As exportações alcançaram 4,3 mil toneladas, superando as importações, que totalizaram 3,1 mil toneladas no período.

Entretanto, a balança comercial permaneceu deficitária em valor financeiro. Enquanto as vendas externas geraram receita de US$ 8,1 milhões, as importações somaram US$ 11,4 milhões.

O resultado reflete o perfil da pauta comercial do setor. O Paraná exporta predominantemente produtos de menor valor agregado, como manteiga, enquanto importa itens com maior valor de mercado, especialmente queijos.

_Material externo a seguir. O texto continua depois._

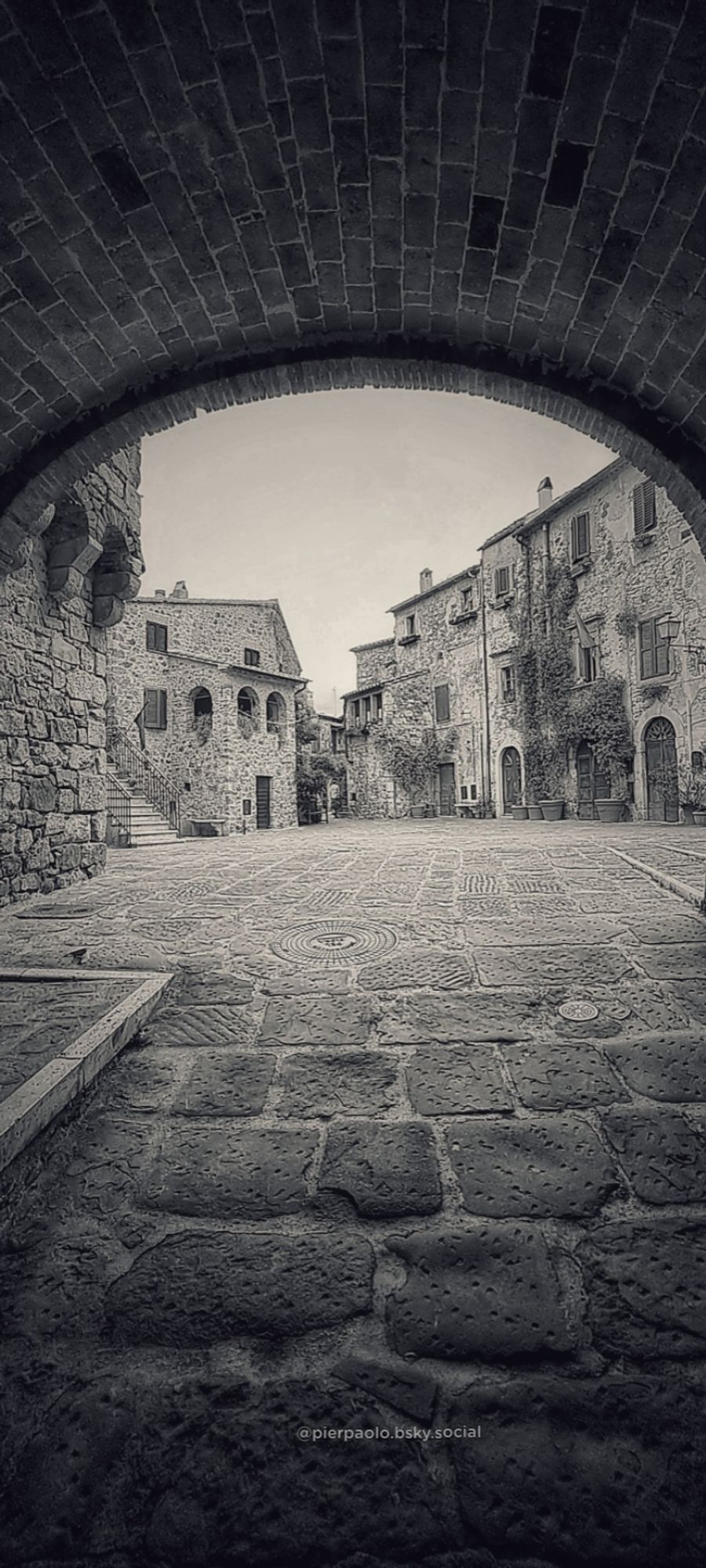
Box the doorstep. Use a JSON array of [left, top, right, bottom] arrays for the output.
[[0, 964, 173, 1171]]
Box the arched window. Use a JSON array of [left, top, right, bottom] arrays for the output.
[[188, 687, 213, 743], [238, 687, 260, 737], [267, 691, 287, 740]]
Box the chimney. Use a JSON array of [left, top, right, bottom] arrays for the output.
[[537, 475, 554, 511]]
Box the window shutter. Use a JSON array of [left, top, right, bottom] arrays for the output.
[[435, 687, 450, 724]]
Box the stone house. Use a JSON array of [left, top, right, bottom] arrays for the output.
[[482, 459, 706, 822], [344, 566, 485, 817], [108, 582, 303, 834], [345, 459, 706, 820]]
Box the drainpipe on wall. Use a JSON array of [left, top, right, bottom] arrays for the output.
[[479, 557, 493, 809]]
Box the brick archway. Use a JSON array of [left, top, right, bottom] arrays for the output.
[[0, 0, 706, 554]]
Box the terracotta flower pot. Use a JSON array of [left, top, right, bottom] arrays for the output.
[[595, 800, 624, 822]]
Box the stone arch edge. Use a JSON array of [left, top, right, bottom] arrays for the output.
[[0, 347, 706, 555]]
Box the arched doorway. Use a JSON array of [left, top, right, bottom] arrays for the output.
[[645, 718, 679, 822], [576, 740, 610, 820], [502, 746, 522, 815]]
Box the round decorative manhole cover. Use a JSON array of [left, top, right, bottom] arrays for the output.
[[559, 1002, 598, 1024], [270, 919, 397, 966]]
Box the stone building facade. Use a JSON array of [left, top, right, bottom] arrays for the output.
[[496, 459, 706, 820], [345, 459, 706, 820], [0, 448, 143, 905], [344, 566, 485, 817], [108, 583, 303, 833]]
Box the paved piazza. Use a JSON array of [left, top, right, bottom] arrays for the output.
[[0, 822, 706, 1568]]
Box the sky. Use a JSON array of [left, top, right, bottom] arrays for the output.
[[141, 387, 615, 712]]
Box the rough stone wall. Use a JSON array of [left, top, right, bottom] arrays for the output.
[[530, 464, 706, 818], [108, 597, 301, 676], [347, 579, 483, 817], [353, 637, 397, 687], [0, 453, 140, 903], [108, 599, 298, 833]]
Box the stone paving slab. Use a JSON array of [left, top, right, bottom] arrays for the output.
[[446, 1113, 618, 1218], [140, 1126, 318, 1220], [388, 1225, 574, 1361], [105, 1231, 375, 1347], [577, 1220, 706, 1361]]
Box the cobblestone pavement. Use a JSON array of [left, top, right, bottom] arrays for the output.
[[0, 822, 706, 1568]]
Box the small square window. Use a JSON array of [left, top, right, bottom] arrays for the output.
[[500, 665, 515, 702], [637, 616, 670, 681], [143, 687, 166, 729], [435, 685, 450, 724], [571, 511, 591, 566], [144, 621, 166, 654]]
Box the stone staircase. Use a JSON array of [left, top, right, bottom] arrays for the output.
[[107, 728, 180, 848], [115, 768, 179, 848]]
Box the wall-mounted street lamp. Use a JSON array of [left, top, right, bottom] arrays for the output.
[[657, 615, 706, 662]]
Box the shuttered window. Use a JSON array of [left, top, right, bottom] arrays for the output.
[[146, 621, 166, 654], [571, 511, 591, 563], [632, 480, 657, 539], [639, 619, 670, 681], [435, 687, 450, 724], [143, 687, 166, 729]]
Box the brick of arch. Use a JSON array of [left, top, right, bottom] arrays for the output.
[[0, 353, 706, 560]]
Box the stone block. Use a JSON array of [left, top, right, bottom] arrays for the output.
[[78, 773, 105, 811], [380, 991, 543, 1046], [105, 1232, 375, 1348], [331, 1356, 439, 1422], [171, 1051, 275, 1116], [502, 1040, 628, 1110], [604, 1107, 706, 1204], [405, 1044, 513, 1116], [318, 1121, 441, 1218], [446, 1115, 618, 1218], [386, 1225, 574, 1361], [606, 1030, 706, 1101], [141, 1126, 318, 1220], [25, 778, 56, 812], [449, 1375, 706, 1568], [279, 1049, 397, 1118], [260, 996, 375, 1046], [577, 1218, 706, 1361]]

Agronegócio paranaense mantém trajetória de crescimento

Os números apresentados pelo Deral reforçam o bom momento vivido pelo agronegócio paranaense. A expectativa de safra recorde de cevada, o avanço do milho, o fortalecimento das exportações de proteína animal e o desempenho positivo de diferentes cadeias produtivas demonstram a diversidade e a força do setor no estado.

Mesmo diante dos desafios climáticos e das oscilações de mercado, o Paraná segue ampliando sua relevância no cenário agropecuário nacional e consolidando sua posição entre os principais polos produtores do Brasil.